In light of the heavy minutes Jones and Crawford play together, the team’s on/off splits show a striking contrast:
Tyus leads the “on court” column for the entire team, with a season net rating of (+10.5). The Wolves outscore opponents by 10.5 points per 100 possessions when Jones plays. One would expect, then, that Crawford’s “on” rating would also be somewhat high, considering how much he plays with Tyus.
Not the case.
Crawford comes in last place of the team’s regular 9-man rotation, with a season net rating of (-5.8).
This dichotomy hardly seems possible.
The “off” column is more damning to Crawford, as he “leads” the entire team with an off rating of (+10.4). In other words, when Crawford is on the bench, the Wolves outscore opponents by 10.4 points per 100 possessions.
In regular person terms:
When Tyus Jones is on the floor, regardless of his teammates, the Wolves perform like a top-tier NBA team. When Jamal Crawford is on the floor, regardless of teammates, the Wolves perform like a bottom-tier NBA team. And almost two thirds of each player’s playing time is spend together!
Let’s dig just a tiny bit deeper on this point.
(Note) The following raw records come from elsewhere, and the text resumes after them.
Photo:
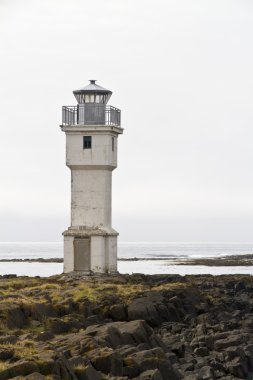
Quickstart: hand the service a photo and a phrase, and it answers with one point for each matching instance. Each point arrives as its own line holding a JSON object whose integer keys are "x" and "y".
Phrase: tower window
{"x": 86, "y": 142}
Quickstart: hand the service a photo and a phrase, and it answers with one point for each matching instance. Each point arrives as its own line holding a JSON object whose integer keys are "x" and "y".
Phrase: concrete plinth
{"x": 90, "y": 251}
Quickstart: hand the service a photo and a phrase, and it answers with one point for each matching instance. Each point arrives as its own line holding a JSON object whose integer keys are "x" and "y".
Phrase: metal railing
{"x": 71, "y": 115}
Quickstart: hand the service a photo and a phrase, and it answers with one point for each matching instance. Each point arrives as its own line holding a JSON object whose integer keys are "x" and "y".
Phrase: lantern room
{"x": 92, "y": 108}
{"x": 92, "y": 93}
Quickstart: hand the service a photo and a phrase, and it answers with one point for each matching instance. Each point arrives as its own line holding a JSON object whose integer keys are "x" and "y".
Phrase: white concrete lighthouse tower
{"x": 92, "y": 128}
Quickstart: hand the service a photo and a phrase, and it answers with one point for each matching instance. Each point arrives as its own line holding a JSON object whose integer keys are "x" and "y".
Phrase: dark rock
{"x": 106, "y": 361}
{"x": 234, "y": 340}
{"x": 124, "y": 333}
{"x": 153, "y": 374}
{"x": 153, "y": 310}
{"x": 201, "y": 351}
{"x": 206, "y": 373}
{"x": 6, "y": 353}
{"x": 87, "y": 373}
{"x": 12, "y": 315}
{"x": 118, "y": 312}
{"x": 8, "y": 339}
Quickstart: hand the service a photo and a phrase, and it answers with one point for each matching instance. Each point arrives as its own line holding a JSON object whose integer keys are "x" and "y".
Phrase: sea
{"x": 153, "y": 258}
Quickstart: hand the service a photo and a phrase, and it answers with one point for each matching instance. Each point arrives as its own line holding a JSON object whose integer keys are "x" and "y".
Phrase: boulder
{"x": 153, "y": 374}
{"x": 87, "y": 373}
{"x": 124, "y": 333}
{"x": 106, "y": 361}
{"x": 118, "y": 312}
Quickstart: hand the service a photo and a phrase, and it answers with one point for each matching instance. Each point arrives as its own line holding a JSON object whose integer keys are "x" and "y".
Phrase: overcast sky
{"x": 180, "y": 71}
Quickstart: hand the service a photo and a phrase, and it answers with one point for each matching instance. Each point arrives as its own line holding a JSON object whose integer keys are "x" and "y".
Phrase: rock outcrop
{"x": 127, "y": 327}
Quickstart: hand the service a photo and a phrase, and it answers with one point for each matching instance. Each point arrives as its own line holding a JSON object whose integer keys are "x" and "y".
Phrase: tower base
{"x": 90, "y": 250}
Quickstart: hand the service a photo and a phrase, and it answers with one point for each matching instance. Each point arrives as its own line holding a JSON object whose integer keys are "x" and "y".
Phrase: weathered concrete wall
{"x": 91, "y": 197}
{"x": 91, "y": 183}
{"x": 101, "y": 153}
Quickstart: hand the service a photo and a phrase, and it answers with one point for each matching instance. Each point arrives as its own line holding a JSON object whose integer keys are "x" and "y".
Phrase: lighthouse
{"x": 92, "y": 128}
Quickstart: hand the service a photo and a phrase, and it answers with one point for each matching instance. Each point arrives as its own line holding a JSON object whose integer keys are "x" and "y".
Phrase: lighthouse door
{"x": 82, "y": 254}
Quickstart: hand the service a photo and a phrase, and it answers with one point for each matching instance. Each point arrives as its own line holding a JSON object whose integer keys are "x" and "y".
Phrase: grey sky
{"x": 180, "y": 71}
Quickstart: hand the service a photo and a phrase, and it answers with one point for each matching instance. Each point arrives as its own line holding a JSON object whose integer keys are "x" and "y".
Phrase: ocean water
{"x": 144, "y": 251}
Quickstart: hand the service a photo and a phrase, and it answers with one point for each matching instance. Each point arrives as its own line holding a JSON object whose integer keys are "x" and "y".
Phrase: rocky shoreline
{"x": 233, "y": 260}
{"x": 126, "y": 327}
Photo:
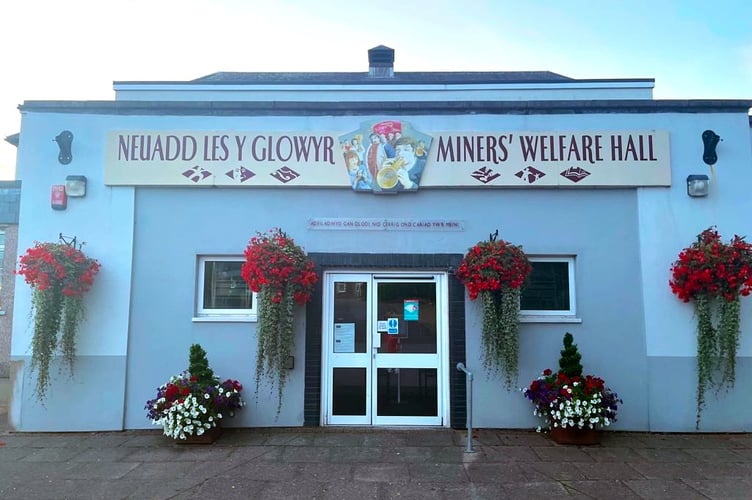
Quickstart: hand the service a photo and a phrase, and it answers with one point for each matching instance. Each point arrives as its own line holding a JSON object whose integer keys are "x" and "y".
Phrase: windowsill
{"x": 224, "y": 319}
{"x": 549, "y": 319}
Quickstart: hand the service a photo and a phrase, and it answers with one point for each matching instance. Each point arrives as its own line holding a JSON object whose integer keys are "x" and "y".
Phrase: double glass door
{"x": 385, "y": 342}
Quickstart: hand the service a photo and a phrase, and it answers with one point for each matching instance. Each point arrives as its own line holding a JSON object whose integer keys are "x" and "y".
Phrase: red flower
{"x": 493, "y": 265}
{"x": 274, "y": 260}
{"x": 713, "y": 268}
{"x": 57, "y": 266}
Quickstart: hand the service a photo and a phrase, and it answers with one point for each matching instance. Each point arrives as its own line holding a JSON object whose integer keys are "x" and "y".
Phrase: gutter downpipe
{"x": 469, "y": 387}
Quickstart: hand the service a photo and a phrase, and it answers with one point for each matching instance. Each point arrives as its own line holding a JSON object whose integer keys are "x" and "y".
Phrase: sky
{"x": 75, "y": 50}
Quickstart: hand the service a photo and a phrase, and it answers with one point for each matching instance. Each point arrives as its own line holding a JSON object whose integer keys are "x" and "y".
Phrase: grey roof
{"x": 285, "y": 108}
{"x": 422, "y": 78}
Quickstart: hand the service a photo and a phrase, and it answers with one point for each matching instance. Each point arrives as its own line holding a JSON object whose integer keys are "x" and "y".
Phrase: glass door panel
{"x": 384, "y": 339}
{"x": 348, "y": 350}
{"x": 406, "y": 360}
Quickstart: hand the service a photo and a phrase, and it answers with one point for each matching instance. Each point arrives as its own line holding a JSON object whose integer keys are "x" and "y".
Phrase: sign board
{"x": 404, "y": 159}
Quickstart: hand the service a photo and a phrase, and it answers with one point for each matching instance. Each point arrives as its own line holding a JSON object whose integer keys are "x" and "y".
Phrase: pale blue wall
{"x": 174, "y": 225}
{"x": 634, "y": 333}
{"x": 104, "y": 221}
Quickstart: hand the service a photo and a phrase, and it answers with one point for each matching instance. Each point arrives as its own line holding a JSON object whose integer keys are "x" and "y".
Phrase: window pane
{"x": 224, "y": 288}
{"x": 547, "y": 288}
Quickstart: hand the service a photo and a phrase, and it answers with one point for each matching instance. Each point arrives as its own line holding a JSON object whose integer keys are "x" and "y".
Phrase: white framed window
{"x": 549, "y": 293}
{"x": 221, "y": 292}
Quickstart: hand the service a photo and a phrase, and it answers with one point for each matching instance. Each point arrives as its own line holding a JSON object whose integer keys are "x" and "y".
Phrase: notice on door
{"x": 344, "y": 337}
{"x": 412, "y": 309}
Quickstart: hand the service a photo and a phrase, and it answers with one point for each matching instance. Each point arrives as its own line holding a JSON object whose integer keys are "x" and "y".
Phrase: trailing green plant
{"x": 495, "y": 270}
{"x": 283, "y": 276}
{"x": 59, "y": 275}
{"x": 714, "y": 275}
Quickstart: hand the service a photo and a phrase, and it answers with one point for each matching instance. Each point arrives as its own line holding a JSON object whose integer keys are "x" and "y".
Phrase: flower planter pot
{"x": 207, "y": 437}
{"x": 572, "y": 435}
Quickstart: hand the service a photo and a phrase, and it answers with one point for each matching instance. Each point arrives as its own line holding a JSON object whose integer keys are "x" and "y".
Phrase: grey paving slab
{"x": 380, "y": 463}
{"x": 601, "y": 489}
{"x": 509, "y": 453}
{"x": 664, "y": 489}
{"x": 452, "y": 473}
{"x": 723, "y": 489}
{"x": 381, "y": 473}
{"x": 608, "y": 470}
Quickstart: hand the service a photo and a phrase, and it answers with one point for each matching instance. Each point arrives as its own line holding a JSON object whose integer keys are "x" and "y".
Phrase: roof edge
{"x": 287, "y": 108}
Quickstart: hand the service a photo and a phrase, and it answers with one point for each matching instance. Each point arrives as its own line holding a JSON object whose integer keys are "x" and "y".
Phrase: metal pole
{"x": 469, "y": 388}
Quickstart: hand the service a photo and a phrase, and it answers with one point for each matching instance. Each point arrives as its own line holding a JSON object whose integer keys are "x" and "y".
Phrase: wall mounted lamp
{"x": 75, "y": 186}
{"x": 698, "y": 185}
{"x": 65, "y": 142}
{"x": 710, "y": 141}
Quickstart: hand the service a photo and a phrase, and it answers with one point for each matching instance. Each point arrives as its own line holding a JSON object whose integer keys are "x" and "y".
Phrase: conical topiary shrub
{"x": 199, "y": 366}
{"x": 569, "y": 362}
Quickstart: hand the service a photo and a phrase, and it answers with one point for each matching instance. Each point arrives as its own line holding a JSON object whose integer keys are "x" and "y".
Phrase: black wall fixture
{"x": 710, "y": 140}
{"x": 65, "y": 142}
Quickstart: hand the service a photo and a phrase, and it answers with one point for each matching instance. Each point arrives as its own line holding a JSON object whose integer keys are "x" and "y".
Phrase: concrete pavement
{"x": 305, "y": 463}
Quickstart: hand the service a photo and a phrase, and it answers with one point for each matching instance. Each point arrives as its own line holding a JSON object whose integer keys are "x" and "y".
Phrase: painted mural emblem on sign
{"x": 385, "y": 157}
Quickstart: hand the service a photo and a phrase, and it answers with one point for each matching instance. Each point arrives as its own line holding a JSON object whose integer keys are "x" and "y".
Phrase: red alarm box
{"x": 58, "y": 198}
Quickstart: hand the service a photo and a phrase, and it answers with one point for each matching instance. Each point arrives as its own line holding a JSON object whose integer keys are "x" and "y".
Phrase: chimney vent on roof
{"x": 381, "y": 62}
When Jamal and Tyus play together — again, this is about 61 percent of each guy’s total burn — the lineups get outscored by 2.1 points per 100 possessions. Not good, but nothing catastrophic.
When Jamal plays without Tyus, the Wolves are outscored by 11.5 points per 100 possessions. This is really bad, and regular Wolves watchers know that Thibs has tried staggering Jamal in with the team’s starting (read: good) players, many times this year. All in all, that’s been a big failure.
What about when Tyus plays without Jamal? How have those minutes — 39 percent of his season total — gone for the Wolves?
When Tyus Jones plays without Jamal Crawford next to him, the Wolves have outscored opponents by 30.9 points per 100 possessions. That incredible sample of ass-kicking spans 329 minutes of action. In that time the Wolves outscored opponents by 150 points.
While I have become increasingly frustrated with Thibs’s ignorance (through his actions, anyway) of Tyus’s added value to the team, as much attention should be paid to the harm that Crawford has caused on the floor. It comes through all of the team numbers, and the eye test draws pretty clear conclusions on why: he’s a poor defender and a ball-stopping offensive player who attempts a lot of difficult shots. J-Crossover has had a great career and a few really nice games for the Wolves this year, but he soon turns 38 years old and might be about cooked as a playable rotation player. Any remaining contributions to this team might be best made in the locker room and on the road in the plane, acting as a mentor figure.
Whether this gets addressed via trade or rotation change remains to be seen, but the Wolves have a strange dichotomy within their backup backcourt.